In that case we're down to consumers to start borrowing heavily to make the government surplus happen. And you now wonder why George is creating a housing bubble? This is his only hope for creating that surplus that he desires.

But he doesn't just need a but of a bubble, he wants us to plummet into debt. As Duncan Weldon, when at the TUC, long argued Osborne's growth plan in 2010 was predicated on consumers going into increasing household debt on the basis of their belief that a budget surplus and tax cuts would be just around the corner. Consumers had more sense: they did not believe him and so we got a recession because they saved instead of spending. Now George is back on the same band wagon — with the same tune — selling the same myth but with the added twist that this time he is literally giving the money away through subsidised mortgage lending to try to make it happen.

 

 But we all know that warnings are being given everywhere about the fact that this bubble will burst, or at the very best, be deflated gently. There is, therefor no sign of salvation on this front either. 

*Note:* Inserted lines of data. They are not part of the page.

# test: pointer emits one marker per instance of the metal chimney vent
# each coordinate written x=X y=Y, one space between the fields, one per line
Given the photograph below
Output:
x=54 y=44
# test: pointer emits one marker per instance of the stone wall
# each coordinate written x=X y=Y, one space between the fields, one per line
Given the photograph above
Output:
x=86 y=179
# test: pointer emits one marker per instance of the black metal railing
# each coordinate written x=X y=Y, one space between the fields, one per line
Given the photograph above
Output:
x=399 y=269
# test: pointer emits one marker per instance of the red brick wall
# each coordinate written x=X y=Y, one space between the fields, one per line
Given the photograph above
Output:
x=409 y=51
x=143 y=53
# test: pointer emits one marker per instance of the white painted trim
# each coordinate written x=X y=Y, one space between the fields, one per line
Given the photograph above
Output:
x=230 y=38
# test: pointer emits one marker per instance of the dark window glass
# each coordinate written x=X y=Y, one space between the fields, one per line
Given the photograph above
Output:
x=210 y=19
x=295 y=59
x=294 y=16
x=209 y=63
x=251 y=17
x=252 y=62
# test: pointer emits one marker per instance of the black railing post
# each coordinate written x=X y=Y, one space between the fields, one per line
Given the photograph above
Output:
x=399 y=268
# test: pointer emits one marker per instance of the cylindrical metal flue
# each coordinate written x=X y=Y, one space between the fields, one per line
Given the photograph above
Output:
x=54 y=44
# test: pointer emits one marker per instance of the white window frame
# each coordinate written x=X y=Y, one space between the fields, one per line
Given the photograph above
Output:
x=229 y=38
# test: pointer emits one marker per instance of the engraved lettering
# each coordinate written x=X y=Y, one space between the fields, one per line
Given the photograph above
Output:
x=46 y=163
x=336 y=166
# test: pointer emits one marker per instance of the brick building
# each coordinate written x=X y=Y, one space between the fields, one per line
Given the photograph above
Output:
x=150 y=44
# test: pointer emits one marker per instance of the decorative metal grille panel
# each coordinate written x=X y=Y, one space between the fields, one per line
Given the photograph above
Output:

In that case none of the pre-conditions for a government budget surplus exist in the economy and as a consequence there is nothing it can do to create one. It can cut all it likes, but all that will do is make matters worse. People will save more as their safety net is removed. Business will invest less as one of its biggest customers - the government - indicates it is buying less and trade will still remain beyond control. So whatever cuts are imposed the budget will not balance.

The questions to ask in that case are why Labour does not know this, why it does not acknowledge it and why it is not honest about both facts with the electorate. If it was it could, of course, propose the alternative economic policy we actually need, which is that the government should invest to create the future the country and our economy needs. But because it won't be honest Labour cannot make this case and is instead stuck in a morass where failure is the only sure thing it is offering.

It's really weird that a  political party should set out to fail, but Labour is. Why is the question a lot of people should be asking.